"Masie Langford is too nice a girl to be living in these wilds," said he after a pause. "But, pshaw! I suppose that is the last we shall ever see of her."

The next morning the party once more set out on their journey up the river.

Jack Howard was on the lookout for the boat of Langford, the hunter, but as that had gone down the river at the breaking of day, he did not get an opportunity to see the girl he had become suddenly interested in.

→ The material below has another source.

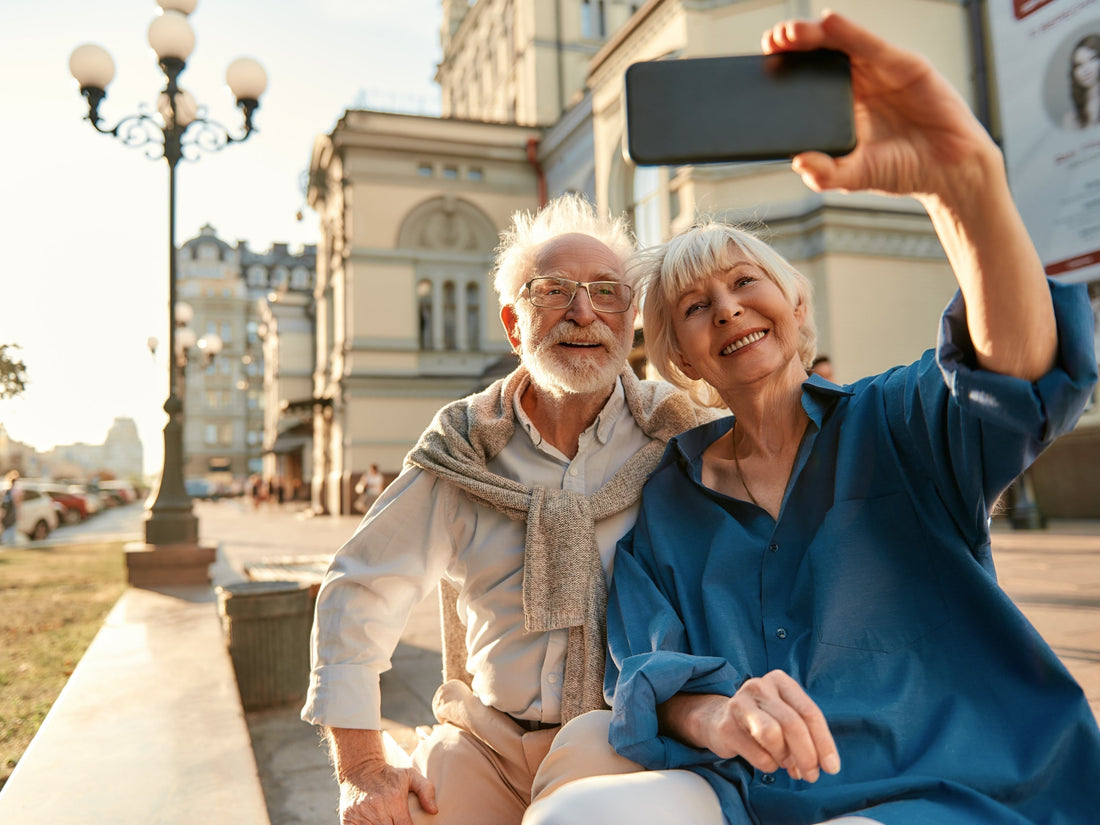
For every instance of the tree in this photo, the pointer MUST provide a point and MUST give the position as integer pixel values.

And so they kept on for five days, finding traces of Doc Clancy on the banks of the river almost every night.

They had now reached a branch of the river which pointed northeast toward the very heart of the unknown interior.

It did not take them long to find that Clancy had gone that way, as traces of camp fires could be found on the bank.

"I was sure they would go this way," said Jack Howard. "Clancy's companions know the course we had mapped out, and they think we are in search of some vast treasure; and, consequently, they want to get there ahead of us."

The further our friends proceeded up the now narrow stream, the more dangers they were forced to encounter.

Crocodiles were now as thick as the hair on the back of a dog, and they were careful not to run the boat against any of the ferocious creatures.

The climate at this point was very bad. It was so hot during the day that none of our friends dared trust themselves in the sun over ten minutes at a time; and at night a heavy, poisonous dew would fall, the fumes of which threatened to give all hands the fever.